Another day, another M&A report, another conclusion relating to the EU referendum.
Buyers are taking a “watch and wait” approach to UK acquisitions before the EU referendum next month, according to Deloitte.
Global M&A activity has slumped so far in 2016 following a record-breaking 2015, in which more than $5 trillion worth of deals were announced.
A new report from Deloitte suggests that the UK has suffered a greater slowdown than other EU countries. The referendum is playing a part, the report suggests, but “is not the only factor at play”.
Deloitte said there is “no definite answer” on what the effect of a Brexit would be. But if there is a vote to leave, the current “period of uncertainty and corporate indecision may well prolong”, it said.
The report found that between the first quarter of 2015 and the first quarter of 2016, the number of UK-targeted deals fell 10 per cent to 222 and the total value across those transactions fell 42 per cent to $30bn.
Over the same period, other EU nations saw M&A targeted at them increase by four per cent to 384, while the total value of those deals more than doubled to $73.5bn.

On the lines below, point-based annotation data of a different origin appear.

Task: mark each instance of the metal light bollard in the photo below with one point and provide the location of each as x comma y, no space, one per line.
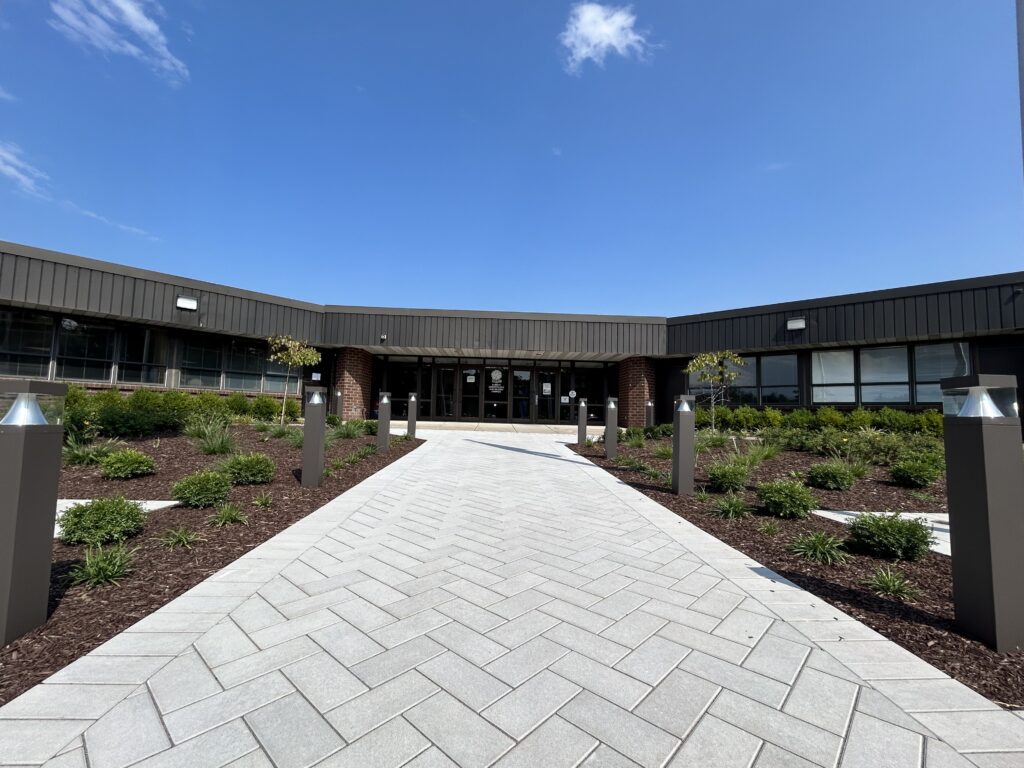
984,487
683,440
31,435
611,428
313,432
384,423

The UK also performed worse than the EU in general in terms of domestic and outbound M&A.
Iain Macmillan, global head of M&A at Deloitte, told City A.M.: “The slowdown in the UK is not wholly surprising as buyers watch and wait, however uncertainty over EU membership is not the only factor at play.
“We have seen a slowdown in economic growth in the UK and elsewhere, while mainland Europe has relatively held up to expectations.
“The markets have also had a very jittery start to the year here. In essence, the perfect storm that created the boom in M&A here has, of late, been operating in reverse.”